The resulting zeros are at z=-1 (all 5 of them). Similarly the resulting poles in the z-plane are:
0.998002182897612 +/- 0.00608551812433764 j
0.994819411183486 +/- 0.00374906249111718 j
0.993609052034203
The 2nd order filter sections can then be obtained by matching complex-conjugate pairs of poles, and combining with an equivalent number of zeros.

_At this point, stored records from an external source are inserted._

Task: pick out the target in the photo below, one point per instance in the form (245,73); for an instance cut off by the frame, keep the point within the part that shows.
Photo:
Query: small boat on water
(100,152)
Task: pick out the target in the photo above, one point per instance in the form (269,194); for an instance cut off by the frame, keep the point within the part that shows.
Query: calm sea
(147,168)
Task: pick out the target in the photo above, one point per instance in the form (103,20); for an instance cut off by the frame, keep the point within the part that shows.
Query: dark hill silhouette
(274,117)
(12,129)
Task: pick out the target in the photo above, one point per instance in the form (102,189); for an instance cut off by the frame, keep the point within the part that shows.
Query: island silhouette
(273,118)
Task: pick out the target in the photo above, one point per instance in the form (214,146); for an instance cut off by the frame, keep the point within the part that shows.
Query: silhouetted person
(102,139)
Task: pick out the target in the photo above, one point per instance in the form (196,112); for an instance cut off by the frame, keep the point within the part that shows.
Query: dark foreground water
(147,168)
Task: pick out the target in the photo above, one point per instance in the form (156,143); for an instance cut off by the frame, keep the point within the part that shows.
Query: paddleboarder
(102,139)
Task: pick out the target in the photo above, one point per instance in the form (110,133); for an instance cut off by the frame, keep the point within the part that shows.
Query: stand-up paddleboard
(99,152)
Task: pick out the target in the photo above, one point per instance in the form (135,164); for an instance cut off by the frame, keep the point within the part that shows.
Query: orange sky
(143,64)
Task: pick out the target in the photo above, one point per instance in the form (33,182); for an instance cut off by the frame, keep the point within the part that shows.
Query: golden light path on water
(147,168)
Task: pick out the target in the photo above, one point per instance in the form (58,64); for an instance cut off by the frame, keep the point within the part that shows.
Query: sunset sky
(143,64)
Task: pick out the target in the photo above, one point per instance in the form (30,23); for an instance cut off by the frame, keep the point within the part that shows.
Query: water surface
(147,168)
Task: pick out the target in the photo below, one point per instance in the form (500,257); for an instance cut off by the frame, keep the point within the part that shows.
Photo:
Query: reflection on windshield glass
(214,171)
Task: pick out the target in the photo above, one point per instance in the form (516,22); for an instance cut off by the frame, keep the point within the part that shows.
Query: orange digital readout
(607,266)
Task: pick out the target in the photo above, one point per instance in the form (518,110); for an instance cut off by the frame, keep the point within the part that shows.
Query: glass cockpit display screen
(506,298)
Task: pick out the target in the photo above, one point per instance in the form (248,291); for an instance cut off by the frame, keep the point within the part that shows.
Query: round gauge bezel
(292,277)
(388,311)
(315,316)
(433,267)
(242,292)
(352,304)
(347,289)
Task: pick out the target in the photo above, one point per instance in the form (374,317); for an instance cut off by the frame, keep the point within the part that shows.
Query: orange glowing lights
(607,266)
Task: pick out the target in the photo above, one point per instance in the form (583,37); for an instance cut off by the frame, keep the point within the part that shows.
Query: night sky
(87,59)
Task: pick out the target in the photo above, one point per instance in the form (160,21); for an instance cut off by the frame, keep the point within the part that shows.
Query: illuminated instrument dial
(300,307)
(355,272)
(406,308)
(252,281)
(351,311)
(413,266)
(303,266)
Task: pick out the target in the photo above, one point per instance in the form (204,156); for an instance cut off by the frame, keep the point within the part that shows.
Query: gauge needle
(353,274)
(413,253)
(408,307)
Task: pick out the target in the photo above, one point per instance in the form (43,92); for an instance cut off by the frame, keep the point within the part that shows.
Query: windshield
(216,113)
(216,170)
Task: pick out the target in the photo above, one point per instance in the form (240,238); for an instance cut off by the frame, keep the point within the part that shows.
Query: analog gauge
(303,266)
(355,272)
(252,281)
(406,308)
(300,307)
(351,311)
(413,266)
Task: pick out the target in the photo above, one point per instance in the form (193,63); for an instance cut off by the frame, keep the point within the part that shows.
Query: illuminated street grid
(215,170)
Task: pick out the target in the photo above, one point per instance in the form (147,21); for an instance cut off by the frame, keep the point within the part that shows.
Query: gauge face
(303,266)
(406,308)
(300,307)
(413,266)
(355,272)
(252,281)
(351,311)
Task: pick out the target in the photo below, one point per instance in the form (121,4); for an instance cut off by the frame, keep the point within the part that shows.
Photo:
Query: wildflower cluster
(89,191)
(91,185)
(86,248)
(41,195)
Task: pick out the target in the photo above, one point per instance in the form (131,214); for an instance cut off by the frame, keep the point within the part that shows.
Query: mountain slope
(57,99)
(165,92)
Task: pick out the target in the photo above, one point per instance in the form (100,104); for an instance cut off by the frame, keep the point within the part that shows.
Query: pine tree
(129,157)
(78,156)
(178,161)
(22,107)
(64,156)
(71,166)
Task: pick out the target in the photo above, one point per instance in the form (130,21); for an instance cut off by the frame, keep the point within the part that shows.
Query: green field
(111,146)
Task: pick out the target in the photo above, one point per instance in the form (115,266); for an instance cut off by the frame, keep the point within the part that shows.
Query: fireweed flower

Thus combining a pole at z = x + y j with its complex conjugate and with 2 zeros (at z=-1), the coefficients for the filter section are:
1, 1
2, -2x
1, x*x+y*y
Similarly, the 1st order filter section can be obtained for a real pole at z = x, together with a zero (at z=-1):
1, 1
1, -x
The 3 filter sections of the 5th order filter provided are thus:
// 1st section
// using poles at 0.998002182897612 +/- 0.00608551812433764j, and 2 zeros at -1
1, 1
2, -1.996004365795224
1, 0.996045390599240
// 2nd section
// using poles at 0.994819411183486 +/- 0.00374906249111718j, and 2 zeros at -1
1, 1
2, -1.989638822366971
1, 0.989679716337019
// 3rd section
// using pole at 0.993609052034203 and a zero at -1
1, 1
1, -0.993609052034203
As indicated earlier, the output is generated by cascading the sections. Thus obtaining something such as the following sequence:
f1.FilterBuffer(srcBuf, srcPos, tmpBuf1, 0, nLen);
f2.FilterBuffer(tmpBuf1, 0, tmpBuf2, 0, nLen);
f3.FilterBuffer(tmpBuf2, 0, dstBuf, dstPos, nLen);
Note that some temporary storage could be reused, but this was left out for clarity.